Еще не все соседи вернулись с работы домой. Но из тех счастливчиков, кто уже приступил к активному домашнему отдыху – готовил ужин, проверял уроки у детей-школьников, просто сидел у телевизора, не нашлось ни одного равнодушного. Деда Заботина в подъезде знали хорошо. Он был стариком активным. Много и добрых, и осуждающих слов услышали о нем сыщики. Хвалили его за то, что только благодаря ему во дворе сохранилась детская площадка, хотя на нее претендовали сразу несколько захватчиков. Замечательный скверик между домами тоже появился благодаря ему. Ругали те, с кем он успел схлестнуться и показать свой недобрый нрав.
– Заботин – боевой старик, – подытожил здоровый пузатый парень. – Жаль, что он умер. Мне казалось, что он будет жить вечно.
– А внука его вы знали?
Внука видели многие соседи. Он приходил к деду всегда с сумками. Видно, что носил старичку продукты. Но фамилию Мити не знал никто. Впрочем, о конфликтах между дедом и внуком тоже никто не упоминал. Получалось – внук заботился о деде.
– Прямо образцово-показательный этот Митька. За что ж его невзлюбила старушка из Совета ветеранов?
– Может, дед никому не жаловался, только ей, – предположил Агеев, который уже сильно запаздывал к своим дружбанам. В последней квартире на их звонок дверь не открыли. – Пора и по домам.
– Сильно не напивайся, – Турецкий на прощание добродушно похлопал Филиппа по плечу.
Агеев ухмыльнулся.
– С пива я никогда не напиваюсь. Будь спок!

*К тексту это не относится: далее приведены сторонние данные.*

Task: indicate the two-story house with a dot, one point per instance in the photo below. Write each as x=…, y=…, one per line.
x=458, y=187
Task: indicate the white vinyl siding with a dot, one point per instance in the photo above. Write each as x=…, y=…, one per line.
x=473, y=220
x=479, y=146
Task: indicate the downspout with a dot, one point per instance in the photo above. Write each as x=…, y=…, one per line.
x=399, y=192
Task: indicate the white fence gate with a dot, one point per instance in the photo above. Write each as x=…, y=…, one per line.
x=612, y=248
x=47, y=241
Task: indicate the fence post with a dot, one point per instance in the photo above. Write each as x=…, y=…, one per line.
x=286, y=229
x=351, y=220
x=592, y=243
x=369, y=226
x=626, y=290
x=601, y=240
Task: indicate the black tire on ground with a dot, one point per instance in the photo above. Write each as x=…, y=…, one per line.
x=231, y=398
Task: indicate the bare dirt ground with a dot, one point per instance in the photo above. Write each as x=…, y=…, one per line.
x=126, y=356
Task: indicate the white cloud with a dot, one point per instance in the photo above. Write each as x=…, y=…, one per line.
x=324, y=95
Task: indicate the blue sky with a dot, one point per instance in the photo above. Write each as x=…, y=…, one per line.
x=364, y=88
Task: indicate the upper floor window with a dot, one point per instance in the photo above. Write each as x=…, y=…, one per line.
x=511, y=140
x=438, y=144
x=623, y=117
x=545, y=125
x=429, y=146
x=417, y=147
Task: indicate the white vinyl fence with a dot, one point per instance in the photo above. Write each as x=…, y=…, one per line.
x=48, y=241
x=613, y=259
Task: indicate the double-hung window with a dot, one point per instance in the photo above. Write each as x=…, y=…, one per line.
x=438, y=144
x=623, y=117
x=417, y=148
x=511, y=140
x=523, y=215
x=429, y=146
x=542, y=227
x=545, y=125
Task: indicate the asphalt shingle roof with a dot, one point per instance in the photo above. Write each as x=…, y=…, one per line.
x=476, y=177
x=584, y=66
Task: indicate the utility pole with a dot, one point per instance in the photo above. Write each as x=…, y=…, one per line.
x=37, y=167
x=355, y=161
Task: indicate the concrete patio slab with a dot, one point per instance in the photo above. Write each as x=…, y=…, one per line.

Турецкий остановился на красный свет и, пока стоял у светофора, глазел по сторонам. На маленькой площади у метро раскинулся скромный рыночек. Бабульки торговали зеленью, девчушка лет четырнадцати со скучающим видом стояла над корзиной с крупными полевыми ромашками. Турецкий дождался зеленого света и вместо того, чтобы ехать дальше, повернул направо и припарковался, тесно прижавшись к тротуару. Вернулся к рынку и купил охапку ромашек. Их аромат напомнил, что на свете существуют поля и луга, леса и реки, и что пора бы выбраться на природу. Хоть на пару часов. Надо предложить Ирке. Он тут же подумал, что можно поехать на природу и с Алей. Какая жалость, что многоженство в нашей вполне толерантной стране не одобряется. А то бы можно было поехать всей компанией. Кстати, а кому он купил этот роскошный букет? Турецкий сел в машину и подумал, что Ире в последнее время он уделяет недостаточно времени. Посему, чтобы восстановить справедливость, букет нужно вручить именно ей. Как приз за долгое терпение.